DE3332562A1 - 2-OXOCARBONIC ACID REDUCTION, THEIR PRODUCTION AND USE - Google Patents

Abstract

A novel enzyme for the reduction of 2-oxocarboxylic acids, and its preparation, are described.

Description

BASF Aktiengesellschaft "- _{0> z #} Q050 / 36732

2-Oxocarboxylic acid reductase, its manufacture and use

The invention relates to a new 2-oxocarboxylic acid reductase, its production and their use for the reduction of 2-oxocarboxylic acids.

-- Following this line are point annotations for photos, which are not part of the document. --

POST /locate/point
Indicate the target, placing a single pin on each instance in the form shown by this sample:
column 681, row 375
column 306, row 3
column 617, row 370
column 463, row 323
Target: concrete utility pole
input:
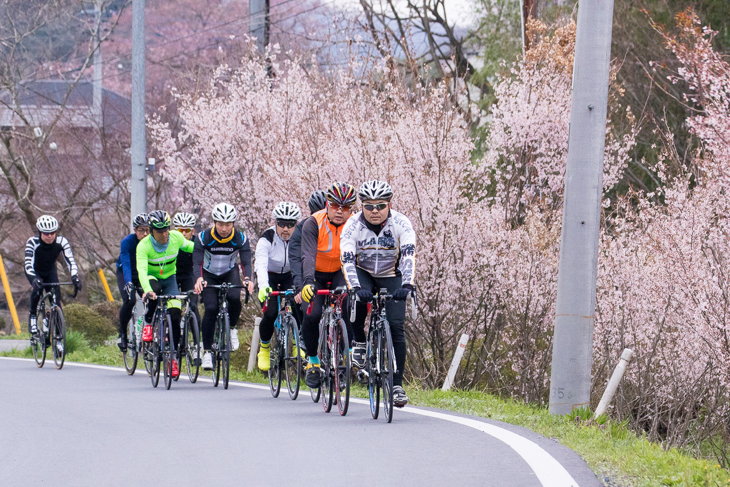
column 138, row 182
column 97, row 81
column 259, row 22
column 570, row 381
column 98, row 67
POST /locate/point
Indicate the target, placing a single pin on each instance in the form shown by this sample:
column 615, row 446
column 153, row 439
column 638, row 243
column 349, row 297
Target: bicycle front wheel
column 292, row 356
column 38, row 346
column 131, row 355
column 276, row 354
column 226, row 350
column 155, row 360
column 386, row 365
column 326, row 358
column 191, row 349
column 58, row 337
column 372, row 369
column 168, row 350
column 341, row 362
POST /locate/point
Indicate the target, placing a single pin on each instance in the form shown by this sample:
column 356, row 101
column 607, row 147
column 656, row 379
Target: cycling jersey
column 272, row 255
column 127, row 261
column 385, row 250
column 159, row 263
column 217, row 255
column 320, row 246
column 295, row 255
column 40, row 257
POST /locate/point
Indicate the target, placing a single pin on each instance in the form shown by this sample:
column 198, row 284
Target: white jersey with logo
column 387, row 252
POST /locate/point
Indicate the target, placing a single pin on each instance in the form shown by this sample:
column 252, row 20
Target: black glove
column 129, row 289
column 363, row 295
column 403, row 293
column 77, row 282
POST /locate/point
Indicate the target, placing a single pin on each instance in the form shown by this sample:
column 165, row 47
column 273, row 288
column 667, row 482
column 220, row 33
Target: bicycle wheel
column 328, row 373
column 292, row 356
column 386, row 357
column 58, row 336
column 191, row 343
column 168, row 350
column 341, row 362
column 38, row 345
column 372, row 369
column 226, row 350
column 131, row 355
column 155, row 361
column 217, row 344
column 276, row 354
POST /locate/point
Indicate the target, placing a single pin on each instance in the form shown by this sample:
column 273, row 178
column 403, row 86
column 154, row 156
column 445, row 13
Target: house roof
column 40, row 100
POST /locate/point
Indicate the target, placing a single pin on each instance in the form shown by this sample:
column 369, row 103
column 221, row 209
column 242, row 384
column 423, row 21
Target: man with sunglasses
column 157, row 256
column 127, row 277
column 378, row 250
column 185, row 224
column 214, row 262
column 41, row 253
column 273, row 271
column 321, row 267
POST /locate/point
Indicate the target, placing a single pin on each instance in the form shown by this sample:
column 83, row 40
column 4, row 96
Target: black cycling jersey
column 40, row 257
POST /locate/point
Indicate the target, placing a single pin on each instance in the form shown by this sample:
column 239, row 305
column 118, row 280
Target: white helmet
column 375, row 190
column 183, row 219
column 223, row 212
column 46, row 224
column 286, row 210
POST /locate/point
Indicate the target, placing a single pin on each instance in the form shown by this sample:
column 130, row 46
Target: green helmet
column 159, row 219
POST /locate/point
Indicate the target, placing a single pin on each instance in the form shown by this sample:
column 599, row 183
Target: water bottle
column 138, row 328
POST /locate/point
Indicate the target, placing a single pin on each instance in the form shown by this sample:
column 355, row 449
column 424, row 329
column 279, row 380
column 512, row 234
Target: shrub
column 95, row 327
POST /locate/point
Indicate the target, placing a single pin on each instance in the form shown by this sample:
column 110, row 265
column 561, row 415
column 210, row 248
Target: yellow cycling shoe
column 264, row 358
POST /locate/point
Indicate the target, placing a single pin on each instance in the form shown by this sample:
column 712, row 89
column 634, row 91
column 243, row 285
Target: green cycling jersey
column 153, row 263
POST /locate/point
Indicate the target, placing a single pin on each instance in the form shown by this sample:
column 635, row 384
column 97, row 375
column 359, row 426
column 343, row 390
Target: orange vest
column 328, row 244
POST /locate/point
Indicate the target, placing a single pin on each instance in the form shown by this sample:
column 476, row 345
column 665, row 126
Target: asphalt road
column 96, row 426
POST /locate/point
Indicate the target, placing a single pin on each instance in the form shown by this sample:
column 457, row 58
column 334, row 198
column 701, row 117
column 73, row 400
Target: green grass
column 611, row 450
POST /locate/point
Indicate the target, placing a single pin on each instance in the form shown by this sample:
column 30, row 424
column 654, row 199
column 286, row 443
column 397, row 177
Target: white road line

It is already known to reduce 2-oxocarboxylic acids enzymatically. For These reductions are used as the cosubstrate pyridine- enzymes. need nucleotides. An example of such a reaction is the production of L-lactate from pyruvate (J.Org.Chem. 47, 2816 (1982)). It is also known to produce optically pure 2-hydroxycarboxylic acids from racemic mixtures of 2-hydroxycarboxylic acids by enantioselective, microbial degradation (Appl. Environ. Microbiol. 45_, 884 (1983)). the has enzymatic reduction with pyridine nucleotide-dependent reductases however, the disadvantage that a second enzyme is required, which regenerates the oxidized pyridine nucleotide. In addition, the pyridine nucleotides disintegrate after prolonged use.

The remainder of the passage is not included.